8.  Le juge nota également que les déclarations des proches de la victime montraient qu’elle n’aurait en aucun cas ouvert la porte à un inconnu et que les difficultés d’accès, de nuit, à l’appartement étaient confirmées par le gardien de l’immeuble qui veillait au bon fonctionnement du dispositif électrique d’ouverture. Le juge en concluait que ces éléments rendaient impossible la thèse de la requérante selon laquelle M. aurait commis les faits seul.

9.  Le 9 mars 2007, la cour d’assises des Alpes Maritimes condamna la requérante à vingt ans de réclusion criminelle et M. à vingt-trois ans pour les faits mentionnés dans l’acte d’accusation.

10.  La cour d’assises du Var statua en appel le 4 septembre 2008. Les questions suivantes furent posées à la Cour et au jury à l’issue de l’audience :

« 1. Est-il constant qu’à Nice, département des Alpes-Maritimes, le 29 mai 2005, en tout cas sur le territoire national et depuis temps non couvert par la prescription de l’action publique, il a été volontairement donné la mort à [B.] ?

2. Est-il constant qu’à Nice, département des Alpes-Maritimes, le 29 mai 2005, en tout cas sur le territoire national et depuis temps non couvert par la prescription de l’action publique, il a été frauduleusement soustrait des objets et du numéraire au préjudice de [B.] ?

3. Le meurtre spécifié à la question no 1 a-t-il eu pour objet soit de préparer ou de faciliter le délit de vol, spécifié à la question no 2, soit de favoriser la fuite ou d’assurer l’impunité des auteurs ou complices de ce délit ?

4. L’accusée Danièle Voica est-elle coupable d’avoir commis le meurtre spécifié à la question no 1 et qualifié à la question no 2 et 3 ?

5. L’accusé [M.] est-il coupable d’avoir commis le meurtre spécifié à la question no 1 et qualifié à la question no 2 et 3 ? »

11.  La Cour et le jury répondirent positivement, à la majorité de dix voix au moins, à ces cinq questions, les quatre questions subsidiaires nos 6 à 9 étant dès lors déclarées sans objet. La requérante et son coaccusé furent condamnés à une peine de réclusion criminelle, respectivement pour une durée de dix-huit et seize ans, assortie d’une période de sûreté des deux tiers. La cour d’assises prononça également l’interdiction définitive de territoire à leur encontre.
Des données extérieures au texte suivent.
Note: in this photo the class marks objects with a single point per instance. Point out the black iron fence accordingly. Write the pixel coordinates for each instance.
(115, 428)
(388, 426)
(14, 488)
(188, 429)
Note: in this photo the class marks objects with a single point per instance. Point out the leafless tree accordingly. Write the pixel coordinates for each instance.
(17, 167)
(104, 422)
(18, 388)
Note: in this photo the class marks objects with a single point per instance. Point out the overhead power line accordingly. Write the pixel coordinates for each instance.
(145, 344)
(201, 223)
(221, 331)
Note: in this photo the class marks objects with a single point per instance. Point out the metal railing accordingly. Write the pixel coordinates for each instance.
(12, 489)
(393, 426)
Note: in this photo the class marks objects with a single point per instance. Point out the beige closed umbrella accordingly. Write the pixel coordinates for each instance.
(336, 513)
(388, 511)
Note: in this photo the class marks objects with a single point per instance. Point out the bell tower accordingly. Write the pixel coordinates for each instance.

12.  La requérante se pourvut en cassation contre cet arrêt. Elle invoquait notamment l’article 6 § 1 de la Convention et l’arrêt Taxquet c. Belgique et soutenait que la formulation des questions posées au jury, vague et abstraite, ne répondait pas aux exigences de motivation du procès équitable, car elle ne permettait pas à l’accusée de connaître les motifs pour lesquels il était répondu positivement ou négativement à celles-ci.

13.  Dans son arrêt du 14 octobre 2009, la Cour de cassation rejeta le pourvoi. Elle releva notamment qu’étaient reprises dans l’arrêt de condamnation les réponses qu’en leur intime conviction, les magistrats et les jurés composant la cour d’assises d’appel avaient données aux questions sur la culpabilité, les unes, principales, posées conformément au dispositif de la décision de renvoi, les autres, subsidiaires, soumises à la discussion des parties. Elle estima que, dès lors qu’avaient été assurés l’information préalable sur les charges fondant la mise en accusation, le libre exercice des droits de la défense ainsi que le caractère public et contradictoire des débats, l’arrêt satisfaisait aux exigences légales et conventionnelles invoquées.
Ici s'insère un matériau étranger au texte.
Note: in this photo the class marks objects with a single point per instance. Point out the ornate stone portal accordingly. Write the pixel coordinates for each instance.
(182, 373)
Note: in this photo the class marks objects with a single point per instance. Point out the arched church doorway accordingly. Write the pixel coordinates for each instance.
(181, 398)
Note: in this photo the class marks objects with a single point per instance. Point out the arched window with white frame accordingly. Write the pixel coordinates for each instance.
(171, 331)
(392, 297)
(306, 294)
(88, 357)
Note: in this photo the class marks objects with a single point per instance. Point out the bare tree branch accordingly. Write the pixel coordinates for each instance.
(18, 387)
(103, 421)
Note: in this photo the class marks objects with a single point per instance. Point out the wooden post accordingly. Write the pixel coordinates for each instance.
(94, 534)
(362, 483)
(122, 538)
II.  LE DROIT INTERNE PERTINENT

Voir Agnelet c. France, no 61198/08, §§ 29 à 34, 10 janvier 2013.

EN DROIT

14.  La requérante expose qu’en l’absence de motivation de l’arrêt de la cour d’assises d’appel, elle n’a pas bénéficié d’un procès équitable. Elle invoque l’article 6 § 1 de la Convention, dont les dispositions pertinentes se lisent comme suit :

« Toute personne a droit à ce que sa cause soit entendue équitablement (...) par un tribunal (...) qui décidera (...) du bien-fondé de toute accusation en matière pénale dirigée contre elle. »
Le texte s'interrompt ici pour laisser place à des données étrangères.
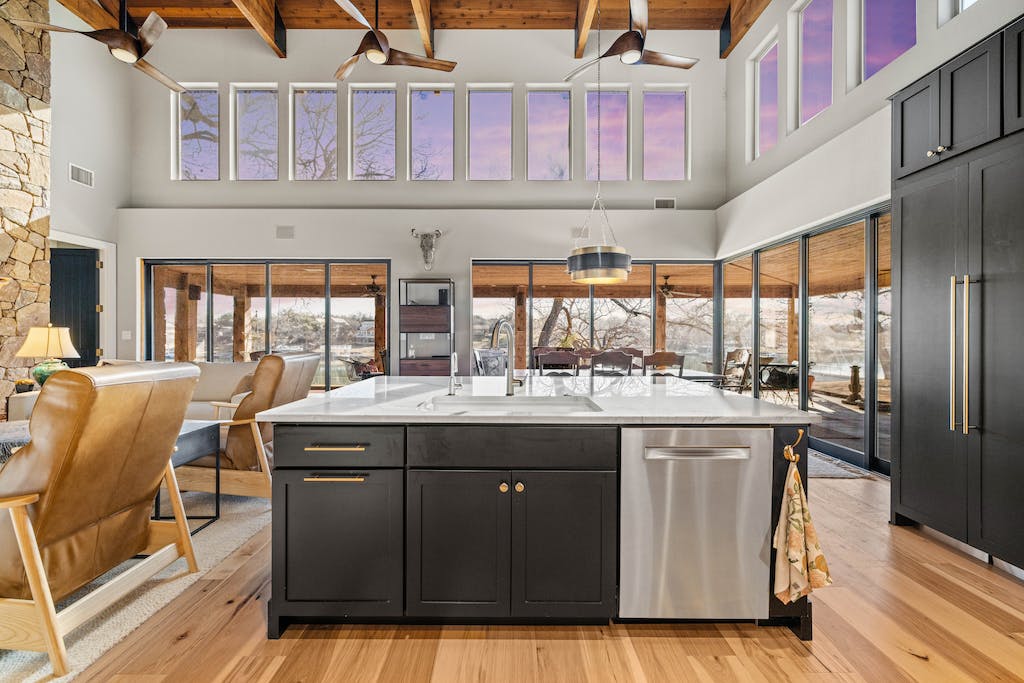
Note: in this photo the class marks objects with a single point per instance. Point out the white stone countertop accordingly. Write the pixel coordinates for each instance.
(548, 399)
15.  Le Gouvernement s’oppose à cette thèse.

A.  Sur la recevabilité

16.  Après avoir présenté la procédure criminelle, le Gouvernement soulève une exception d’irrecevabilité, estimant que la requérante n’a pas épuisé les voies de recours internes. Il considère que les articles 315 et 316 du code de procédure pénale lui permettaient de contester la formulation des questions en déposant des conclusions écrites et de provoquer un incident contentieux sur lequel la cour d’assises devait statuer par un arrêt incident motivé. Par ailleurs, l’article 352 prévoit que la cour d’assises statue dans les mêmes conditions en cas d’incident contentieux à propos des questions dont le président a donné lecture après clôture des débats. Il rappelle que la Cour a déjà considéré, dans les affaires Hakkar et Verrier c. France (respectivement no 43580/04, 7 avril 2009 et no 1958/06, 20 avril 2010), que l’opposition à des questions spéciales et des incidents sur le déroulement d’une audience de cour d’assises doit donner lieu à l’exercice du recours prévu par l’article 315 du code de procédure pénale avant de la saisir. Par conséquent, si la requérante considère que les questions posées étaient laconiques et insuffisantes, à elles-seules, pour motiver ou expliquer les raisons de sa culpabilité, elle aurait dû formuler des contestations ou soulever un incident devant la cour d’assises.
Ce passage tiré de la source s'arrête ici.